I hadn’t been paying attention to the TV until she had disappeared, as my senses had been on red alert. My eyes suddenly focussed as I started to watch what was a breaking news report which involved the Princess. I increased the volume and sat upright from my drunken stupor. I could understand some of what was being said. A car accident, Paris, hospital, all mentioned by a reporter somewhere in France.
This potential, shocking, event sobered me up immediately. Odd how that happens, isn’t it? No idea how it materialises, which is a pity, as it would be a good money-spinner for the person who found out how. I shouted at Susan to come downstairs. I’m not sure why, in hindsight. I suppose it’s an instinct when you are sharing your life with someone, that seismic events like that need to be shared, even if the said relationship had other problems.
“Sue. Are you coming down? Princess Diana has had a car accident. Not sure how bad yet, but I have a nasty feeling it’s not going to be a good outcome.”
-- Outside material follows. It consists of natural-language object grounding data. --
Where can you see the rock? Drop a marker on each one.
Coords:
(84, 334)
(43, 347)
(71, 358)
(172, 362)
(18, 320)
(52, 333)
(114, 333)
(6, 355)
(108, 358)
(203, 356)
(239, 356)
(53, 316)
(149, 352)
I had no idea why I thought this at the time. The reports were sketchy, mentioning broken arms, etc. but it was because there was so much speculation that I had an uneasy feeling it was worse than the correspondents were reporting. Susan appeared at the bottom of the stairs; arms folded, looking disinterested at the TV in the corner.
“Do you think she is dead?” she asked, coldly.
“Don’t know but something’s not right,” I replied, as she stood there motionless. “The coverage seems too detailed for a broken arm.”
“You’re going to stay up, aren’t you,” she said, shaking her head, “until you know what has happened?”
“Too right I am. Come and sit down. Watch it with me.”
I was by then sat, rigid, concentrating on every word coming out of the screen.
“This is huge news.”
“To be honest, I’m not bothered either way,” she sighed. “I know it’s only because you fancy her. You’re a bit sad to be honest, so I will leave you to it.”
Susan made her way towards me, slapped me hard across the back of my head and departed back up the stairs.
That was the pivotal moment for me. As I sat there, watching the events unfold, my mind also made the decision that I had to leave her. It was three hours before the dreaded, and sad, announcement came that the Princess had died, and in all that time I was scared that Susan would come back down the stairs and start a confrontation. I hadn’t had that before. Usually, the abuse or violence started immediately. I never had time to think about it, just dealt with the consequences the best I could. The unknown anticipation was more frightening.
I cried when the newsreader solemnly addressed us all watching that night. I still believe my tears were for Diana, but they were also for me. For who I was, what I had become, and the terrifying relationship I had let myself become involved in.
That night changed the course of my life forever.